Pharaoh’s plan is a clever one. In an attempt to obliterate the Hebrews, he enlists midwives to pull a quick-handed maneuver by smothering any Hebrew baby boys seconds after birth so that their mothers will believe they are stillborn. The more this happens, the more the Hebrew people will believe that their fertility—their life-force—is diminished. Progeny was everything, for the ability to procreate determined the survival, legacy, and strength of a tribe. Pharaoh doesn’t just want them dead, he wants to eradicate their identity, their resilience.

But, instead, two gutsy women throw a wrench in his plans. Shiphrah and Puah are the only women in this story to be named, which we know is a rarity in scripture, so when it happens, it’s as if the author is flashing blinking lights on the page that say, “Pay attention to them!” What we see is the first known instance of civil disobedience in recorded history. They say no.

These midwives, these lowest-of-the-low-status-women who likely had no husbands, who were simply glorified servants, who, themselves, may have been deemed infertile and therefore useless to a family system, risk everything to say no.

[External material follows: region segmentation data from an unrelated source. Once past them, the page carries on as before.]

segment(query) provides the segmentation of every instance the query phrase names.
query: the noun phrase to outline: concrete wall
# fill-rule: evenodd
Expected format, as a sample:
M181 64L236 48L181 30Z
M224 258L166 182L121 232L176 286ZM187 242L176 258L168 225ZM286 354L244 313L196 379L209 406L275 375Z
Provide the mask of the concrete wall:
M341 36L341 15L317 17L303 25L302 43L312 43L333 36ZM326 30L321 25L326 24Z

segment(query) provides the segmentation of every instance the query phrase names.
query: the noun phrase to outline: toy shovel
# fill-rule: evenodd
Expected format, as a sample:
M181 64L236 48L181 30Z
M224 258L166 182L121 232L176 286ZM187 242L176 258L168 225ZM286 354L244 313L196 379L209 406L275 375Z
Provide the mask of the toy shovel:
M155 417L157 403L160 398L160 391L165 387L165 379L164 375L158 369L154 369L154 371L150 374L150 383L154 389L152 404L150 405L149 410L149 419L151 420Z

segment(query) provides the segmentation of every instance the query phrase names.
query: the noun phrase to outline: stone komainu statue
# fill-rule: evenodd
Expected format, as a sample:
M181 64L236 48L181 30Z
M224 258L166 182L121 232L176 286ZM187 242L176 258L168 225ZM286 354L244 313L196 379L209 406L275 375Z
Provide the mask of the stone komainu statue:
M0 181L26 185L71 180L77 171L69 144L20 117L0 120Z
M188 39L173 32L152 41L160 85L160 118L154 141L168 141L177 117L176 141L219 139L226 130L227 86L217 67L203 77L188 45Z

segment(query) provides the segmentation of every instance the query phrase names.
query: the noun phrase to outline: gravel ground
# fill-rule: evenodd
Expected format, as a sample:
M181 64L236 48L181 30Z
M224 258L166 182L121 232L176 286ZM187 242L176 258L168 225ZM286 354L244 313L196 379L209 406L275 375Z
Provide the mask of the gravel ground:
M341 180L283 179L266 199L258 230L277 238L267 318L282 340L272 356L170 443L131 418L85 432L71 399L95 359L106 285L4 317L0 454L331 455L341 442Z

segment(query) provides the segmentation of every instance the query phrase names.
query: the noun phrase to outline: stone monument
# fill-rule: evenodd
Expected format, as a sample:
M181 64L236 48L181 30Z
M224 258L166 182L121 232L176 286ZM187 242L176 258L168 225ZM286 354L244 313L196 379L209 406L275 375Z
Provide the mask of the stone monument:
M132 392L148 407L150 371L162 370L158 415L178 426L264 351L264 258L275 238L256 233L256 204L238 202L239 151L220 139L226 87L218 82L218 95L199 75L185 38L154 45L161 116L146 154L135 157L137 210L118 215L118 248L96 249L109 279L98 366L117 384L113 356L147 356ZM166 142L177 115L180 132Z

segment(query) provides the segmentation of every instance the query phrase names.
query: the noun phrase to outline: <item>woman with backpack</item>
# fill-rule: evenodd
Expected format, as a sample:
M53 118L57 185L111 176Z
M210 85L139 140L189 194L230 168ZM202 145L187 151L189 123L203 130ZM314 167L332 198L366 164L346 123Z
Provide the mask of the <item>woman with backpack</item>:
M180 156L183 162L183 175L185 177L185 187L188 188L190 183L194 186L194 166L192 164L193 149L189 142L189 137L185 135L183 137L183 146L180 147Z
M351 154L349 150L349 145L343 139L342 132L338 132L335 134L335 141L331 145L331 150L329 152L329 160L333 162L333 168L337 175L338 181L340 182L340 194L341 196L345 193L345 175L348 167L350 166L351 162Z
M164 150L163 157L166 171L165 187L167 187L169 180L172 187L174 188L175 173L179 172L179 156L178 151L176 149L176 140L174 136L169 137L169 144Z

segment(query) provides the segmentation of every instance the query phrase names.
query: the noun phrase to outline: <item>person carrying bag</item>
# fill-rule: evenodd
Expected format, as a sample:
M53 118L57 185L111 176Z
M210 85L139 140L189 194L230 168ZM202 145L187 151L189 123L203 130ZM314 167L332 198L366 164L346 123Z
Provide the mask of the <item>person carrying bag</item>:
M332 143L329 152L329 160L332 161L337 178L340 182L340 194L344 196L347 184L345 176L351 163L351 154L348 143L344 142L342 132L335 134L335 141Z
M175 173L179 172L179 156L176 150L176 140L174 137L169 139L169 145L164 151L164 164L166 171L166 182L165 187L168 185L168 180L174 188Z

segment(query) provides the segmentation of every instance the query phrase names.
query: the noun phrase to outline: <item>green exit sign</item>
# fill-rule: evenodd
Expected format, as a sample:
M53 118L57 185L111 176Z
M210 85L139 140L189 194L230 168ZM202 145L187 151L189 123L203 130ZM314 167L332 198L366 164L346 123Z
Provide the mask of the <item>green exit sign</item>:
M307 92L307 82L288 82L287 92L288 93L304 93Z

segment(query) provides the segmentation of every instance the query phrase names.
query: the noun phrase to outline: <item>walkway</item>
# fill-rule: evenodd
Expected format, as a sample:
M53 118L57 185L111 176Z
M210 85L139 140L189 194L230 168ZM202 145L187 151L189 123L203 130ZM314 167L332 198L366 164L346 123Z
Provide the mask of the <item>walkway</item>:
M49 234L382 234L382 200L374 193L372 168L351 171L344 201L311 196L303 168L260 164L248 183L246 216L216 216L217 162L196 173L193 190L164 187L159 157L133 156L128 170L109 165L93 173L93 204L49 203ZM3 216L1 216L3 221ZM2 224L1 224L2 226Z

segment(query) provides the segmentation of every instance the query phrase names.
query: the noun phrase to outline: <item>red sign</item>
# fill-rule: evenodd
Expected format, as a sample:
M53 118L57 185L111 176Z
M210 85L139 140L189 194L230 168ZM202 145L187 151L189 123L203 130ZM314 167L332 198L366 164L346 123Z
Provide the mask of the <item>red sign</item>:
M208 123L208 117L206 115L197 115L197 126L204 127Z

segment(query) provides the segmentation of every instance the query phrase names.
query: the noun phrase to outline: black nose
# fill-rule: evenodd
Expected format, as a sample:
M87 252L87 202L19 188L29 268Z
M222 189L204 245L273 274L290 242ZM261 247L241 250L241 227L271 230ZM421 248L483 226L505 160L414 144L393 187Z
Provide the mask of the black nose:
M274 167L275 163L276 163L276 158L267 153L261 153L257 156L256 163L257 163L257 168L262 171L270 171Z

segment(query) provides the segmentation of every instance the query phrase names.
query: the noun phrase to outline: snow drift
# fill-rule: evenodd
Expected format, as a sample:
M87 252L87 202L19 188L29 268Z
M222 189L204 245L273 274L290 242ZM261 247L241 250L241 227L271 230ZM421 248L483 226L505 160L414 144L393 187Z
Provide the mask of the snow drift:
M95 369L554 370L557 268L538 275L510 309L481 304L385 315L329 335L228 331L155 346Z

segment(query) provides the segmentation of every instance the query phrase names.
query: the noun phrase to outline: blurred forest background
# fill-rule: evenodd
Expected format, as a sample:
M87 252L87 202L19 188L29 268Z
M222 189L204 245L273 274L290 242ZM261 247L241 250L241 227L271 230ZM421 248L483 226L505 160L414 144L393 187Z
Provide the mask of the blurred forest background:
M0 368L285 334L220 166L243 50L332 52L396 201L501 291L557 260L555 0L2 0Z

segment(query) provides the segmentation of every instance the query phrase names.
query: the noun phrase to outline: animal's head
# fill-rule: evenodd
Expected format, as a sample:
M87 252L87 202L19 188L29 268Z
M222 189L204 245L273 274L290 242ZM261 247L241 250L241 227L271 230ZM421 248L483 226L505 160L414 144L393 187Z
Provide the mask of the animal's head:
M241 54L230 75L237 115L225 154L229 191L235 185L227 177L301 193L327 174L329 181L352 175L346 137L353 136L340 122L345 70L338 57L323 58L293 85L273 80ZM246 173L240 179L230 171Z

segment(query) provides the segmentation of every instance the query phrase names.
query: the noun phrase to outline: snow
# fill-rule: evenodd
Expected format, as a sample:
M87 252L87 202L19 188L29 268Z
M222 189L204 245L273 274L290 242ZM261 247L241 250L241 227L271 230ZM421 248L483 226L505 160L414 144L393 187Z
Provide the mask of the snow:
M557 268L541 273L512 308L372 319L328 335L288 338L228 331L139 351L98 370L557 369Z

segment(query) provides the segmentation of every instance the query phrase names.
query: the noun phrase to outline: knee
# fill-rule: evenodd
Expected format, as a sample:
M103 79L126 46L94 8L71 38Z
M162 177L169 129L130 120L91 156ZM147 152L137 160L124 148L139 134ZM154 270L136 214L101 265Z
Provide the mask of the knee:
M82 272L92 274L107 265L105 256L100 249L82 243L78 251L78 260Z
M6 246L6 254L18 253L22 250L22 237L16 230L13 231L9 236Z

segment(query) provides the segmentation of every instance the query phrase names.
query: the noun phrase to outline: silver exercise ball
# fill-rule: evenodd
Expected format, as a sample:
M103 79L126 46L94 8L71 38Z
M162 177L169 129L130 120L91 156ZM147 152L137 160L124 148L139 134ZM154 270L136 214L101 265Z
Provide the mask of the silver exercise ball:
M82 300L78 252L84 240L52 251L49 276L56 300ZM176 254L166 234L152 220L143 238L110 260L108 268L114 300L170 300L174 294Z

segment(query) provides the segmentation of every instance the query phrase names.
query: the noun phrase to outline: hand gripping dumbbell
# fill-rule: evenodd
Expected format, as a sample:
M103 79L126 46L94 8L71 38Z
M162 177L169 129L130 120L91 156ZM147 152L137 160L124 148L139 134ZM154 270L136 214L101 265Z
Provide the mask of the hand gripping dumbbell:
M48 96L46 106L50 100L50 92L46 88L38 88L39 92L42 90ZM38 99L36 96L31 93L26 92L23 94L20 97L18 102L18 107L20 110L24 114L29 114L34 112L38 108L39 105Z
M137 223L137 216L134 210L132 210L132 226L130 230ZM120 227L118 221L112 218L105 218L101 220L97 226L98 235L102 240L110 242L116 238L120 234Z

Through this simple but mighty act, they change the course of history so that, many, many years later, another baby boy born into a dark world of genocide might also survive and flourish and grow up to redeem the world.

In this painting, these hands represent the women’s resistance. They are the hands that said no to a power-hungry ruler but yes to a God of justice—to a God who transforms a story of massacre into one of liberation. The impact of their actions, like the waters of the Nile, ripples out far beyond them.